В заключение хочу призвать всех хранить воспоминания детства, которые могут помочь в трудную жизненную минуту, укрепить духовно.
(1)Летний среднеазиатский вечер, сухо шелестят велосипедные шины по тропке вдоль арыка, заросшего карагачами, верхушки которых купаются в неправдоподобно покойном после солнечного ада закате. (2)Я сижу на раме, вцепившись в руль, мне позволено хозяйничать сигнальным звоночком с полукруглой никелированной головкой и тугим язычком, отталкивающим палец при нажатии. (З)Велосипед катится, звоночек тренькает, делая меня взрослым, потому что за спиной отец вращает педали, поскрипывает кожаным седлом, а я чувствую движение его коленей — они то и дело задевают мои ноги в сандалиях.
(4)И очень чёток в памяти моей ещё один вечер.

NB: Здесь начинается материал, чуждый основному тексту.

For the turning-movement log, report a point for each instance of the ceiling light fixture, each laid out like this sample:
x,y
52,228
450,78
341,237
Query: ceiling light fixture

(5)В маленькой комнате отец сидит спиной к окну, а во дворе сумерки, чуть-чуть колышется тюлевая занавеска. (6)И непривычными кажутся мне защитного цвета тужурка на нём и тёмная полоска пластыря повыше его брови. (7)Я не могу вспомнить, почему отец сидит у окна, но мне представляется, что он вернулся с войны, ранен, разговаривает о чём-то с матерью — и ощущение разлуки, сладкой опасности неизмеримого пространства, лежащего за нашим двором, отцовского мужества, которое было проявлено где-то, заставляет меня испытывать особую близость к нему, похожую на восторг при мысли о домашнем уюте собранной нашей семьи в этой маленькой комнате.
(8)О чём говорил он с матерью — не знаю. (9)3наю, что тогда и в помине не было войны, однако сумерки во дворе, пластырь на виске отца, его военного покроя тужурка, задумчивое лицо матери — всё так подействовало на моё воображение, что и сейчас я готов поверить: да, в тот вечер отец вернулся раненый с фронта. (Ю)Впрочем, более всего поражает другое! (11)В час победного возвращения (в сорок пятом году) я, подобно отцу, сидел у окна в той же родительской спальне и, как в детстве, снова пережил всю невероятность встречи, как если бы прошлое повторилось. (12)Может быть, то было предвестьем моей солдатской судьбы и я прошёл по пути, предназначенному отцу, исполнил недоделанное, недоисполненное им? (13)В раннюю пору жизни мы тщеславно преувеличиваем возможности собственных отцов, воображая их всесильными рыцарями, в то время как они обыкновенные смертные с заурядными заботами.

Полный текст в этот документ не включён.